In this section, we prove that for some proper underlying distribution $\mu $, the Fat-shattering dimension provides a lower bound for the Rademacher average (hence for the universal estimation error), and this bound is tight. A similar lower bounds for the Gaussian average can be found in [14].

Theorem 4.1

If $\text {fat}_\epsilon (\mathcal {F})\ge \gamma \epsilon ^{-p}$ for some $\gamma $, then there exists a measure $\mu \in \mathcal {P}$ and constant c such that

$$\begin{aligned} \mathbb {E}_{\mu }R(\mathcal {F}/\mu _n) \ge c n^{-\frac{1}{p}}. \end{aligned}$$

Proof

By the definition of Fat-shattering dimension, for every integer n, let $\epsilon =(\gamma /n)^{1/p}$, there exists a set $\{Z_1,Z_2,\ldots , Z_n\}$ which is $\epsilon $ shattered by $\mathcal {F}$ and all $Z_i$ are distinct. Let $\mu $ be the measure uniformly distributed on $\{Z_1,Z_2,\ldots , Z_n\}$. By the definition of shattering, we know all $Z_i$ are distinct.

Let $Z_1^*,\ldots , Z^*_n$ be the data generated uniformly and independently from $\mu $ and let $\mu _n$ be the corresponding empirical measure.
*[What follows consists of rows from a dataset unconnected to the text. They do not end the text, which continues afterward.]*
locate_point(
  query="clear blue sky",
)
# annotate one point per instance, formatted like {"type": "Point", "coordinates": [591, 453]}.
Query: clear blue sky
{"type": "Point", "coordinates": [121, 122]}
Assume that $Z_i$ appears $n_i$ times in the support of $\mu _n$. Then we have:

$$\begin{aligned} R(\mathcal {F}/\mu _n)= & {} \frac{1}{n} \mathbb {E}_r \sup _{f\in \mathcal {F}} \left| \sum _{i=1}^n\sum _{k=1}^{n_i} r_{i,k}f(Z_i)\right| \end{aligned}$$

(4.1)

$$\begin{aligned}\ge & {} \frac{1}{2n} \mathbb {E}_r \sup _{f,f'\in \mathcal {F}} \sum _{i=1}^n\sum _{k=1}^{n_i} r_{i,k}(f(Z_i)-f'(Z_i)) \end{aligned}$$

(4.2)

where the $\{r_{i,k}\}$’s are independently Rademacher random variables.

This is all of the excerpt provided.